Em 1933, Rubem Nogueira ingressou na Faculdade de Direito da Bahia, na qual iria dar vazão e leito ao manancial de sua vocação, para trilhar pelos caminhos da advocacia, do magistério, do ministério público e da política. Seu espírito de liderança rapidamente se pronunciou no meio acadêmico. Já no primeiro ano letivo, em nome da turma, juntamente com Nelson de Sousa Sampaio, foi o orador da saudação de despedida ao professor de introdução à ciência do direito, Aloísio de Carvalho Filho, que havia sido eleito para a Assembleia Constituinte. Ainda naquele ano, nas férias juninas, em companhia de estudantes veteranos, como Agostinho Pinheiro, Nathan Coutinho, Ulisses Brito e Rômulo Almeida, ele foi um representante dos calouros nas excursões realizadas pelo interior da Bahia em busca de donativos para uma almejada estátua de Rui Barbosa. E logo formou com José Mariani, Oldegar Franco Vieira, José Calasans, Reginaldo Santana e outros colegas um grupo atuante no debate político. Nos anos seguintes, enquanto absorvia os fundamentos da ciência jurídica nas aulas da faculdade, nos códigos de leis e nos livros doutos, crescia em sua consciência crítica um modo próprio de ver e de compreender as relações sociais e as ideias políticas do mundo de seu tempo.

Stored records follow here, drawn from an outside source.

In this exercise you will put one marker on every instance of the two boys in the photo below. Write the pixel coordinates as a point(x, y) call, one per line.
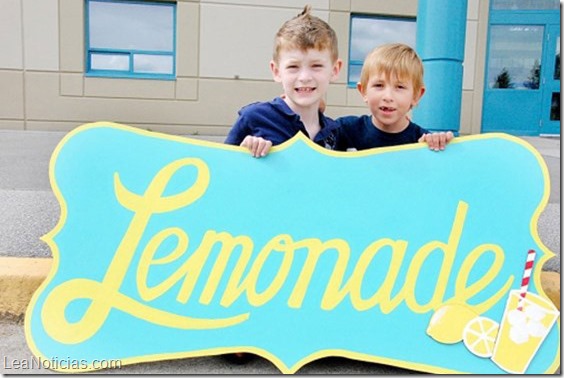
point(305, 61)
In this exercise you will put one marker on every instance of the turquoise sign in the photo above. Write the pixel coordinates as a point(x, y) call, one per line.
point(170, 247)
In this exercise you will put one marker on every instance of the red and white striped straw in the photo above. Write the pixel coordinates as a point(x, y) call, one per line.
point(526, 277)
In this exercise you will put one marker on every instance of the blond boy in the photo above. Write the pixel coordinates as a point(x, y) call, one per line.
point(391, 84)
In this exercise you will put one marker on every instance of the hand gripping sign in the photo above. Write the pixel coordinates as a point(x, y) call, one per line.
point(169, 247)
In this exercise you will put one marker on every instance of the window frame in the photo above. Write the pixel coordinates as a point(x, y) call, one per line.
point(358, 63)
point(129, 53)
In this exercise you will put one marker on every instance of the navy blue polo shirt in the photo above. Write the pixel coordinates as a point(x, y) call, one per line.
point(276, 122)
point(362, 134)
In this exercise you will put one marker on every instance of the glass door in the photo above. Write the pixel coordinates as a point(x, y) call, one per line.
point(512, 97)
point(550, 108)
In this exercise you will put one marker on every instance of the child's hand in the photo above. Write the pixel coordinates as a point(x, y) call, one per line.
point(437, 141)
point(257, 146)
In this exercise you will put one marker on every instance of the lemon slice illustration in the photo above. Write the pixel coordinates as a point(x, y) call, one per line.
point(447, 323)
point(479, 336)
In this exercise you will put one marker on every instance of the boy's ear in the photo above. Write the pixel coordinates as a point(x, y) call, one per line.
point(275, 71)
point(336, 69)
point(418, 96)
point(360, 90)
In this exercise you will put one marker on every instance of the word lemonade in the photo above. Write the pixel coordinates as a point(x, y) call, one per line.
point(243, 278)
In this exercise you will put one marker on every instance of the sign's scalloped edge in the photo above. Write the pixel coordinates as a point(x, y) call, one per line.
point(49, 239)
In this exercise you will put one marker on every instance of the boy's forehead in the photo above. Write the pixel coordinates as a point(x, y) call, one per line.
point(391, 74)
point(295, 52)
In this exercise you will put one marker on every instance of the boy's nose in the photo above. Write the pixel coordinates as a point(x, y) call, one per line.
point(387, 94)
point(305, 75)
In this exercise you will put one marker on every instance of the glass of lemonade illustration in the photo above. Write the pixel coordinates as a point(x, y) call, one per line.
point(523, 329)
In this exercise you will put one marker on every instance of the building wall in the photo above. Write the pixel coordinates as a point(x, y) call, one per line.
point(223, 53)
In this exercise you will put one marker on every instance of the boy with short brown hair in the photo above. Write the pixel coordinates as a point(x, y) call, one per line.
point(305, 60)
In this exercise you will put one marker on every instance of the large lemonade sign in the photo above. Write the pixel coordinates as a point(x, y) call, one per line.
point(169, 247)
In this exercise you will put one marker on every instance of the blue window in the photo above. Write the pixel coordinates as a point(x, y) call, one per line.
point(130, 39)
point(369, 32)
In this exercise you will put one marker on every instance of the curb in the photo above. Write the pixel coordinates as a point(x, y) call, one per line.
point(20, 277)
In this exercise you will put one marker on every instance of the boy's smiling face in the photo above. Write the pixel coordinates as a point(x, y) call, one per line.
point(305, 76)
point(389, 99)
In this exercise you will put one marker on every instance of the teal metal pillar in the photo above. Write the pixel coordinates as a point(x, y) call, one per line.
point(441, 35)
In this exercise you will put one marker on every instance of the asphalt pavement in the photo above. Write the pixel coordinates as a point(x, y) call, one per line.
point(29, 210)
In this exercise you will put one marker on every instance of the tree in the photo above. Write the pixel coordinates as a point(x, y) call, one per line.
point(533, 81)
point(503, 80)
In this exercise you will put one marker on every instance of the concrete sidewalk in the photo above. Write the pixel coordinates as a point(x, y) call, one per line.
point(30, 210)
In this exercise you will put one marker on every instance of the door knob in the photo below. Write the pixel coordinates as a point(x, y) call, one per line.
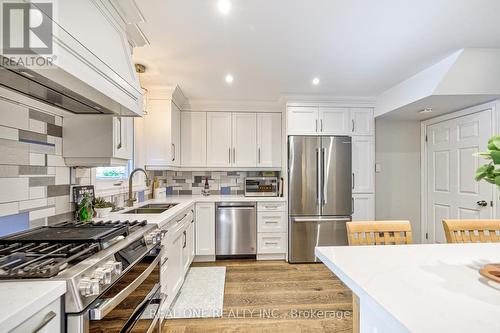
point(482, 203)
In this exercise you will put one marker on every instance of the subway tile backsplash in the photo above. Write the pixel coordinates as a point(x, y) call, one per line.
point(34, 181)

E o mundo de seu tempo de estudante de direito era um admirável mundo novo, contraditório, aturdido com a velocidade das mudanças políticas, econômicas e sociais, com a revolução científica, tecnológica e industrial, com as transformações no comportamento, no entretenimento e nas artes, com a imensa onda da virada cultural em voga. Os Estados Unidos mergulhavam na Grande Depressão, da qual emergiriam como a mais rica e poderosa potência mundial. E a Europa via naufragar a utopia da Liga das Nações, enquanto utopias à direita e à esquerda marchavam para o totalitarismo. No Brasil, a República Velha estava morta. O golpe militar de 1930 veio entornar a política café com leite de paulistas e mineiros e trazer ao poder o gaúcho Getúlio Vargas, que iria consolidar-se ditador após derrotar os revoltosos de 1932 e abortar os ventos liberais constitucionalistas. À Bahia, Getúlio impôs o tenente cearense Juraci Magalhães. Mesmo naquela Salvador provinciana, a explosão urbana e a cultura de massa tinham pressa de chegar. A poesia, a literatura e as artes assumiam sua modernidade. A música popular das estações de rádio invadia todos os lares. Estrelas do cinema americano ditavam modas, gestos, caras, bocas e sentimentos. As beldades desfilavam de maiô. O futebol lotava os estádios. A nova cidade de concreto armado derrubava a Igreja da Sé. E as propagandas comerciais começavam a ser veiculadas para as multidões.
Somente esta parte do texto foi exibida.